Phase 4 — Trajectory pruning: Instrument trajectory token counts. If tool history dominates context (>50% of input tokens in late steps), implement result summarization or sliding-window pruning. Expected cost reduction: 30–55%.

Phase 5 — Alignment fine-tuning: For high-volume deployments where tool call patterns are well-understood, construct preference datasets that reward appropriate tool-use decisions and fine-tune with DEPO or similar approaches. Expected improvement: further 20–40% reduction in unnecessary calls, with possible accuracy gains.


Implications for Zylos

Several of these findings apply directly to Zylos's architecture:

Tool RAG is relevant at the skill level. As the Zylos skill catalog grows, dynamically selecting which skills to surface for a given task (rather than exposing all skill capabilities to every context) would reduce system prompt bloat and improve routing accuracy. The existing MCP research from the timeline provides a natural implementation path.

Trajectory pruning matters for long-running sessions. Zylos operates in multi-turn sessions that can accumulate substantial tool-call history. Implementing lightweight result summarization — especially for tool calls that return large JSON blobs — would reduce per-step inference costs on extended tasks.

The forced-reasoning-trace pattern is immediately applicable. Adding brief pre-call justifications to Zylos's tool invocation behavior (already partly present via reasoning traces) would improve auditability and reduce impulsive tool calls that don't contribute to task completion.

Parallel execution is underutilized. Many Zylos tasks involve independent reads (checking memory files, querying the scheduler, reading config) that are currently serialized. Identifying and parallelizing these would reduce response latency for complex multi-source lookups.


Conclusion

Tool-use optimization has matured from an afterthought into a first-class engineering discipline. The five axes surveyed here — Tool RAG for dynamic selection, alignment for smarter invocation decisions, parallel execution for latency, trajectory reduction for context management, and tool design discipline for upstream quality — each address a distinct failure mode with concrete, measurable techniques.

The field has benefited from a wave of 2025 research (AgentDiet, DEPO, Acon, BFCL V4, the alignment framework from arXiv 2503.06708) that provides both theoretical foundations and empirical results. For practitioners, the highest-leverage interventions require no model changes — tool documentation quality and result payload trimming deliver immediate ROI at zero training cost.

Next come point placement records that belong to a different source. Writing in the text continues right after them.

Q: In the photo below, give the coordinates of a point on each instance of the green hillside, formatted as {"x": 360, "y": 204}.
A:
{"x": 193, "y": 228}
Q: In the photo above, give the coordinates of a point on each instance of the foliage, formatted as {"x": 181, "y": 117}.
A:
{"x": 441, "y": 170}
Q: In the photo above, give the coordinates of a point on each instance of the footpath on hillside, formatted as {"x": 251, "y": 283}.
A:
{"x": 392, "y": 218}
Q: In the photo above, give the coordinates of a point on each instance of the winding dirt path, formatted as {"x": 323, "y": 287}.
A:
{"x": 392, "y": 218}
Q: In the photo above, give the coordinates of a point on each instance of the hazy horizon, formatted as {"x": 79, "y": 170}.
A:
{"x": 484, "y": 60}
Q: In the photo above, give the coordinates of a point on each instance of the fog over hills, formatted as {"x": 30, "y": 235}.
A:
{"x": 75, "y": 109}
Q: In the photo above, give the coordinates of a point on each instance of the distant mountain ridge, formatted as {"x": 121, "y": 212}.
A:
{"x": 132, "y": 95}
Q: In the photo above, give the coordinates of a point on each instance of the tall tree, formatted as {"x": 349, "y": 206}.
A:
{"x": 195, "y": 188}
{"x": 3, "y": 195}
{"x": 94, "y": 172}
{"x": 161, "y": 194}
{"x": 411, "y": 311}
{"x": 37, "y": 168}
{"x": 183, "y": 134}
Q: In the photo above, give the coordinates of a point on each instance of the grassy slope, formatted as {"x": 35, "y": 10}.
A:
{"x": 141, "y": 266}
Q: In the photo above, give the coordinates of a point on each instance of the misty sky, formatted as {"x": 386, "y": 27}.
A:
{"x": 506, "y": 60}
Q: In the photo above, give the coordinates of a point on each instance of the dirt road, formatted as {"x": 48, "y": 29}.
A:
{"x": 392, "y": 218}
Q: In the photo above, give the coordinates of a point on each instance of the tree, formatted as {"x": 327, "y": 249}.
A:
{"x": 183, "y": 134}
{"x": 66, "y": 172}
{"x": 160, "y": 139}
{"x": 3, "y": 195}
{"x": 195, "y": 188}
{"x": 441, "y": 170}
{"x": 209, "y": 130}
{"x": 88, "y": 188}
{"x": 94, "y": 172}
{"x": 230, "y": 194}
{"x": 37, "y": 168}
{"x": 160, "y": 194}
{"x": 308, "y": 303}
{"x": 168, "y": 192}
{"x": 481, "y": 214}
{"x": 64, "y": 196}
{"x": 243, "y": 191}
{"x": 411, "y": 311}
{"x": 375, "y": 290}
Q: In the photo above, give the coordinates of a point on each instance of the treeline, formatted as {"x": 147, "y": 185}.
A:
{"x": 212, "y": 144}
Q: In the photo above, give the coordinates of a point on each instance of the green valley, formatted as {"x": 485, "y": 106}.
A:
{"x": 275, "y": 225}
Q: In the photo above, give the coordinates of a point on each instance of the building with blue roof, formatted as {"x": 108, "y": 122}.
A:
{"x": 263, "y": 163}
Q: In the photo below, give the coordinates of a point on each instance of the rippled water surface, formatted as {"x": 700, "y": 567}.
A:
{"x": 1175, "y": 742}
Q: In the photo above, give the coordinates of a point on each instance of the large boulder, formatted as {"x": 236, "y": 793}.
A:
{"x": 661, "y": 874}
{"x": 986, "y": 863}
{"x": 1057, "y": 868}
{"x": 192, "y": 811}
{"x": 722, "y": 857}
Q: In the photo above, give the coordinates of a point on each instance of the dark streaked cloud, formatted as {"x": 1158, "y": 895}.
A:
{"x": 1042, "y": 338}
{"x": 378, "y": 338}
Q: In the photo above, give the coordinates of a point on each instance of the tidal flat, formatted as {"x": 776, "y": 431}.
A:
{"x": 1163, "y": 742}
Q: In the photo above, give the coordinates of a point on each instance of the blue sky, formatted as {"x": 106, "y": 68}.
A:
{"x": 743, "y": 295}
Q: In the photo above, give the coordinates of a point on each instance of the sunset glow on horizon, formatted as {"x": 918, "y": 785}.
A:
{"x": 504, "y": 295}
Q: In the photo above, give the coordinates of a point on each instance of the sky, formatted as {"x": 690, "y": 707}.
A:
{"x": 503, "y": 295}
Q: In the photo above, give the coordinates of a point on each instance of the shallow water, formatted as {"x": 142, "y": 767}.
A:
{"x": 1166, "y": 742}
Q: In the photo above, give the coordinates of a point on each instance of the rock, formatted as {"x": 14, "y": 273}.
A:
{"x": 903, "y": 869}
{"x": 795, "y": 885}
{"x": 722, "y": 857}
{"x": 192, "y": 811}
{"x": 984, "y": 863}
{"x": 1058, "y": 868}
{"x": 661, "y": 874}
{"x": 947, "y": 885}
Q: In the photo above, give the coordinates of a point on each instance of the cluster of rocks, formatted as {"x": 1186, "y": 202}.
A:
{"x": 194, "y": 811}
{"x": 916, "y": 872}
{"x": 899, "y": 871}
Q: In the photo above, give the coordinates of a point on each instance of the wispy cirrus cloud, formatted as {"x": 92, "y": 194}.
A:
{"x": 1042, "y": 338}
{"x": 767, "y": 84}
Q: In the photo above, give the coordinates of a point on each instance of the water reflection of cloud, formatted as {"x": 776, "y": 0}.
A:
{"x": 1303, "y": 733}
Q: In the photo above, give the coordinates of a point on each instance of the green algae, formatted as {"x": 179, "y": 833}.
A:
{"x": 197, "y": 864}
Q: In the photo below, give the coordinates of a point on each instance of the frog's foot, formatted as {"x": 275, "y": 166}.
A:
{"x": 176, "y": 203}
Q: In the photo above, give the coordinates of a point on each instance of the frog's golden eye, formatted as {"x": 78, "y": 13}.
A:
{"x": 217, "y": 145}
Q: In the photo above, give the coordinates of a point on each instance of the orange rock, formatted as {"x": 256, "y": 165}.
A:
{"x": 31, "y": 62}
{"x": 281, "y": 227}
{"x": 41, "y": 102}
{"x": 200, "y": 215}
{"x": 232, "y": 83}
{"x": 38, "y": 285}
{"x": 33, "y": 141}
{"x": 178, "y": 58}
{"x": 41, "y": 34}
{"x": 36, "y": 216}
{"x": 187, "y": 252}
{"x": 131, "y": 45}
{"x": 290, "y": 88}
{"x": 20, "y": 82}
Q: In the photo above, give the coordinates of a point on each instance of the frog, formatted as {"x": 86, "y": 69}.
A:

As agentic systems take on longer, more complex tasks with larger tool catalogs, the efficiency gap between optimized and naively implemented tool-use will grow. Teams that treat tool-use efficiency as a first-class concern — measuring it, designing for it, and continuously improving it — will achieve substantially better user experiences and economics than those treating tool calls as free operations.